Injecting the observatory requires only a fast, one-line configuration. It automatically detects and patches installed frameworks like Agno, OpenAI, or CrewAI.

**Agno Example:**
```python
import agent_observatory as obs
# Automatically detects Agno and instruments the Agent and all tools globally!
obs.instrument()

from agno.agent import Agent
from agno.tools.yfinance import YFinanceTools

agent = Agent(
    name="Finance Agent",
    tools=[YFinanceTools()]
)

# From here, all cognitive steps, agent reasoning, and tool calls are traced
agent.print_response("What is NVDA trading at?")
```

**OpenAI Example:**
```python
import agent_observatory as obs
obs.instrument()

import openai
response = openai.ChatCompletion.create(
    model="gpt-4o",
    messages=[{"role": "user", "content": "Analyze my data..."}]
)
```

### 3. Launch the Local Dashboard

Start the real-time visualization server in the background while you build and test your agents:

```bash
python -m agent_observatory.cli.main serve --port 7421
```
*(Proceed to `http://localhost:7421` in your browser to inspect traces).*

### 4. Trace Diffing (Regression Testing)
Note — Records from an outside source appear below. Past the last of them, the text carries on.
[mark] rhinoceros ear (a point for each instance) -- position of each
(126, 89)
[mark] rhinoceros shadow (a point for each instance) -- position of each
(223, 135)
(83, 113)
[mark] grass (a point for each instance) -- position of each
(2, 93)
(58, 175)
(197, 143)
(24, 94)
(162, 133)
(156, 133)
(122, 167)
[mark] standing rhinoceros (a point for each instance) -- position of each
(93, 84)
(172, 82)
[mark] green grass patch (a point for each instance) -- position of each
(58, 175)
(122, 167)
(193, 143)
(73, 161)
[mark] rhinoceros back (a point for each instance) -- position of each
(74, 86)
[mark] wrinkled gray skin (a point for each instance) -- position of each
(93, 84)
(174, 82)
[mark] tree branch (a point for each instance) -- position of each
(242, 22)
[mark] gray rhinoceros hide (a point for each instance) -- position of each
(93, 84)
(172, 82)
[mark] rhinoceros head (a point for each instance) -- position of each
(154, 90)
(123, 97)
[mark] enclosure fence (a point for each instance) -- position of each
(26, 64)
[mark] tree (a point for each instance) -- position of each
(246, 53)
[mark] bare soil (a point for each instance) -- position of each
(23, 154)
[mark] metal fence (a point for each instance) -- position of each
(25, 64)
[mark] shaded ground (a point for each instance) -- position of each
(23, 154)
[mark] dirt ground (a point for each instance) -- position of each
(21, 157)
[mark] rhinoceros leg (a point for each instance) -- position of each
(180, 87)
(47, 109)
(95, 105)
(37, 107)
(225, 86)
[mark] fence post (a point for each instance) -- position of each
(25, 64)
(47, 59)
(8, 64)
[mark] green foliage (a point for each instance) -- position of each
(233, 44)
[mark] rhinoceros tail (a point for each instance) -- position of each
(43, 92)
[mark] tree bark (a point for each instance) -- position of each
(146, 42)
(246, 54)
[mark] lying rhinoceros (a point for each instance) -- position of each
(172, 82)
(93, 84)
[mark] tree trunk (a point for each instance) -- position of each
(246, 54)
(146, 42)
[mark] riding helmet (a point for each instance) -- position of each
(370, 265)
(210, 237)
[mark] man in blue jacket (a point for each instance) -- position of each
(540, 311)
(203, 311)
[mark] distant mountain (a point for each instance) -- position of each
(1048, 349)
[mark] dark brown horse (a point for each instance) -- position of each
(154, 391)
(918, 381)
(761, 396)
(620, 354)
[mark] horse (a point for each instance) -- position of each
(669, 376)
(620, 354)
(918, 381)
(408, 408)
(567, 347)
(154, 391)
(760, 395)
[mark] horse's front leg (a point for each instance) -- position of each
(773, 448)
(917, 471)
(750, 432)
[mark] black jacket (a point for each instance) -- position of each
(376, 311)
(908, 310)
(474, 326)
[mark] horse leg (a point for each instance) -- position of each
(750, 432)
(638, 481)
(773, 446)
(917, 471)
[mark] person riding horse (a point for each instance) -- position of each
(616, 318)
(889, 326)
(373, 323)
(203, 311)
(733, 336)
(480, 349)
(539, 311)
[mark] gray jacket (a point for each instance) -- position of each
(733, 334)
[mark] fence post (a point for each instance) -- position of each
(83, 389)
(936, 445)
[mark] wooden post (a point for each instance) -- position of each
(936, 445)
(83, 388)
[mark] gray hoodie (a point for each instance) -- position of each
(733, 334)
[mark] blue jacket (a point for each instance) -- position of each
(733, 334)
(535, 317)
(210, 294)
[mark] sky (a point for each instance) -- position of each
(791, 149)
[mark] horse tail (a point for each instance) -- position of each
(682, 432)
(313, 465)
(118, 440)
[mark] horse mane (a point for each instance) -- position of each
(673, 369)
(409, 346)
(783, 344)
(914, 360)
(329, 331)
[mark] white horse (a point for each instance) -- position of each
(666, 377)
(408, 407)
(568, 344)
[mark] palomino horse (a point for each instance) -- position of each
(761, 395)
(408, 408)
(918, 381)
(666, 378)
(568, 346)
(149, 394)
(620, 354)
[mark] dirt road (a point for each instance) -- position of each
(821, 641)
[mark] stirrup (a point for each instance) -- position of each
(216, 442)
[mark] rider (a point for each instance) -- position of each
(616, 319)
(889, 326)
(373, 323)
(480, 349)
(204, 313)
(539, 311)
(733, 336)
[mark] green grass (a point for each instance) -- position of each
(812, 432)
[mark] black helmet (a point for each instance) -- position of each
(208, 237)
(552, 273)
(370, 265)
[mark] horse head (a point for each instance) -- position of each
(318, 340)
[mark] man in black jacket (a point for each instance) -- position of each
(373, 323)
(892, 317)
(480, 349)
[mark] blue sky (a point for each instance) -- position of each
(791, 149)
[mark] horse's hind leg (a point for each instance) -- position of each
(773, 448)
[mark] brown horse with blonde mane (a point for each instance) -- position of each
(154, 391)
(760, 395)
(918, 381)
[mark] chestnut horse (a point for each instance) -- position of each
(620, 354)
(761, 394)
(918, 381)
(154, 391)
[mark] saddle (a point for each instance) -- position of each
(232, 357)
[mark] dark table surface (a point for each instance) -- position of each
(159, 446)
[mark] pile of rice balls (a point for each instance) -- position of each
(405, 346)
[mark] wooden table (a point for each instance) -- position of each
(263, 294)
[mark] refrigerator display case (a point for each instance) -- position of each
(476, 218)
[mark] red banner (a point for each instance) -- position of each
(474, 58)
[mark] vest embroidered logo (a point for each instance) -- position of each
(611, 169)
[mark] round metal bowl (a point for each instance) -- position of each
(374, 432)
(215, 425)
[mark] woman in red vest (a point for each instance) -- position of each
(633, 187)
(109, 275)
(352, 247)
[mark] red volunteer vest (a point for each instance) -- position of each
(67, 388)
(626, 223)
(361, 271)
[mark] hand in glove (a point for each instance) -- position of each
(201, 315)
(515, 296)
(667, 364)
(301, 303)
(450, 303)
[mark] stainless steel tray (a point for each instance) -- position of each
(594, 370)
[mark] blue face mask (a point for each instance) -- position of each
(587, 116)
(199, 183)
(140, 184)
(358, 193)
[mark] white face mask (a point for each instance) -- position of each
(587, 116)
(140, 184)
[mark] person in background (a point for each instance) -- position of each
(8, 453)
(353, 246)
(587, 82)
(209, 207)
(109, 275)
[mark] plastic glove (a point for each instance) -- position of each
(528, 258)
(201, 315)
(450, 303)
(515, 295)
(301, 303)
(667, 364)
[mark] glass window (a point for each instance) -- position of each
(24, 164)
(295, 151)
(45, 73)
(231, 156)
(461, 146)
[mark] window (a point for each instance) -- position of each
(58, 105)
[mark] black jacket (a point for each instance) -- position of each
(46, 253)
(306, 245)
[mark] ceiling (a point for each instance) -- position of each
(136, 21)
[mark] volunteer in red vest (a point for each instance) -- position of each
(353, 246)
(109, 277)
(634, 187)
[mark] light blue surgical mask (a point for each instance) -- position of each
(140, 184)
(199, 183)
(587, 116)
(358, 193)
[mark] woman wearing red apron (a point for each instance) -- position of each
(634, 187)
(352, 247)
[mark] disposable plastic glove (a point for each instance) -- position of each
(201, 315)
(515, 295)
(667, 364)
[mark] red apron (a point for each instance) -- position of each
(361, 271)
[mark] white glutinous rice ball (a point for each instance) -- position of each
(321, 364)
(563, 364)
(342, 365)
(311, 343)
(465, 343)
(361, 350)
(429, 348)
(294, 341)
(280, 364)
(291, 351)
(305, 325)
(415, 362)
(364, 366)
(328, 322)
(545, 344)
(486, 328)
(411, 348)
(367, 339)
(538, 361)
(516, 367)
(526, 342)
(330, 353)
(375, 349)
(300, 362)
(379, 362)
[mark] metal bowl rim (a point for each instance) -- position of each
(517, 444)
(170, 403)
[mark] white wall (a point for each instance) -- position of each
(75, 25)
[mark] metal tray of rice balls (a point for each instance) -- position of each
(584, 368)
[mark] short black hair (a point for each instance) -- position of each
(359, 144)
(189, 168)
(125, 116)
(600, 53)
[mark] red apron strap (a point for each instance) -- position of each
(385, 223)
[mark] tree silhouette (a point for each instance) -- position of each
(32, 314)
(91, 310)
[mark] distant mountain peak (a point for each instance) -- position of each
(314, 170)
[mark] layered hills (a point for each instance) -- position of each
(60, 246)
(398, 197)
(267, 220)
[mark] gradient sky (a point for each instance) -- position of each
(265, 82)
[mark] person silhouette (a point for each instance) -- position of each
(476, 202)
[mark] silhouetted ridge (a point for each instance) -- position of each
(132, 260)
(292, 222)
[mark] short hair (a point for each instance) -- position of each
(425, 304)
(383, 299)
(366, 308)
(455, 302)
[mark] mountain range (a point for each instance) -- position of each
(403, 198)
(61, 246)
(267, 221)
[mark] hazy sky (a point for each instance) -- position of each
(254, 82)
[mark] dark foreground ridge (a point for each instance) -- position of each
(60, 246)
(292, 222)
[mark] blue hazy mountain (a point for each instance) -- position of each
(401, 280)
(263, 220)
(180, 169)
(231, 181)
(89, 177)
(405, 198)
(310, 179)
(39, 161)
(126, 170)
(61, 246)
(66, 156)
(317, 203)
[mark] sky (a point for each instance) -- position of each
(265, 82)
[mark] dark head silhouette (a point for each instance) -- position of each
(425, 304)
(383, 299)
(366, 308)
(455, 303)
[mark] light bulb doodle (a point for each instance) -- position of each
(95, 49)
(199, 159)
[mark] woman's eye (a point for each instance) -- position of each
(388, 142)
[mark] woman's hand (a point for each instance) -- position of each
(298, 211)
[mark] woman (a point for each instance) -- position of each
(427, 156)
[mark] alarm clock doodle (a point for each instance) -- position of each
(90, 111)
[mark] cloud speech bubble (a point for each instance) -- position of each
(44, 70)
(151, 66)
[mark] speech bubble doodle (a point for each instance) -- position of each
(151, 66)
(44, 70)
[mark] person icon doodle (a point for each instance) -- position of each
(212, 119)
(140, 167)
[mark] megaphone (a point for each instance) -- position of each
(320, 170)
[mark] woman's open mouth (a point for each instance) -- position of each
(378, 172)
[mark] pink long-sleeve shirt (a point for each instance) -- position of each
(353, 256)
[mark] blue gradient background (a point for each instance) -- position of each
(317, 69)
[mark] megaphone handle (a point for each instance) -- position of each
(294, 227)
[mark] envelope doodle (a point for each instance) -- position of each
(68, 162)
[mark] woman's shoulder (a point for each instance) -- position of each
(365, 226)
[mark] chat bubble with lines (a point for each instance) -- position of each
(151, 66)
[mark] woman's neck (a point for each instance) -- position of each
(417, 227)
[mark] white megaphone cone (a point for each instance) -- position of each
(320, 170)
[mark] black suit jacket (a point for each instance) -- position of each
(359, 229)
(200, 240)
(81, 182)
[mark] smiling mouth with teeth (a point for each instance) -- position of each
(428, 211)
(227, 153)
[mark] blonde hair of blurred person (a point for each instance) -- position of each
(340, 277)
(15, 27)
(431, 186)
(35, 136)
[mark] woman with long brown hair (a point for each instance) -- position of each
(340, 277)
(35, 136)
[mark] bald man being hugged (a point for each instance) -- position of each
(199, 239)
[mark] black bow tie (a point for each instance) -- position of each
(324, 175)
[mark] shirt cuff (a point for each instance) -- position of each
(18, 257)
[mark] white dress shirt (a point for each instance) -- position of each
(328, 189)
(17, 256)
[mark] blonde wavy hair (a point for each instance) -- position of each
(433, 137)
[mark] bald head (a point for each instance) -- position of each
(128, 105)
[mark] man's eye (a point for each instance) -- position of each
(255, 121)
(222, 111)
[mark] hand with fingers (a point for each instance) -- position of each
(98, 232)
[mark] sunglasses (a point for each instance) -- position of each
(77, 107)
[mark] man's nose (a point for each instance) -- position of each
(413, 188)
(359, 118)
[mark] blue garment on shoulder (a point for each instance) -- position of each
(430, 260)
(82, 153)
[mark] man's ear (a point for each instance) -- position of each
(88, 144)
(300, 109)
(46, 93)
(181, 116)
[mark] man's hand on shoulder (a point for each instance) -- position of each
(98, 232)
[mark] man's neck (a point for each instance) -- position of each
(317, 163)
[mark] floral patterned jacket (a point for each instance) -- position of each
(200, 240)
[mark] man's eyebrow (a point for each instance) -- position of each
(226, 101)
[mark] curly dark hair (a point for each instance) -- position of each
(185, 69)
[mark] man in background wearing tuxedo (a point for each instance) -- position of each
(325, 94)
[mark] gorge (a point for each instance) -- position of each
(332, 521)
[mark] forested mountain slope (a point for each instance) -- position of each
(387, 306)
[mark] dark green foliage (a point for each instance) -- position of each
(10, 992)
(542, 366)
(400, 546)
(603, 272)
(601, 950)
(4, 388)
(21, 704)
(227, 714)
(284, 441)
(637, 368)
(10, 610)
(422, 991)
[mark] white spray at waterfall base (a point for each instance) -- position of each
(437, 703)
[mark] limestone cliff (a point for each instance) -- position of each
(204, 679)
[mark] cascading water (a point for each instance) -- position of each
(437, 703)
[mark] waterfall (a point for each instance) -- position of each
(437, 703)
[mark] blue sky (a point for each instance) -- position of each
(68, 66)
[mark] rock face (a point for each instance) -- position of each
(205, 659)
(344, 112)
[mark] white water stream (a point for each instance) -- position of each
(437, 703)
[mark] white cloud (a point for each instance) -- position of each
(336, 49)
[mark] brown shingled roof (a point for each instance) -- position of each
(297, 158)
Ensure stability across prompt versions programmatically:

```python
from agent_observatory.diff import engine

# Compare two trace runs structurally to ensure stable reasoning
diff_report = engine.compare_traces(run_id_feature_v1, run_id_feature_v2)

if diff_report.has_structural_changes:
    print(f"Warning: Agent logic has drifted! {diff_report.summary}")
```

## Architecture Map
- `agent_observatory.auto` — Drop-in instrumentation patches.
- `agent_observatory.core` — The robust atomic event tracer.
- `agent_observatory.diff` — The structural Trace Diff Engine.
- `agent_observatory.analytics` — Failure Miner and loop detection algorithms.
- `agent_observatory.store` — SQLite backed atomic transaction storage.
- `dashboard/` — The raw HTML/JS/CSS visualization layer.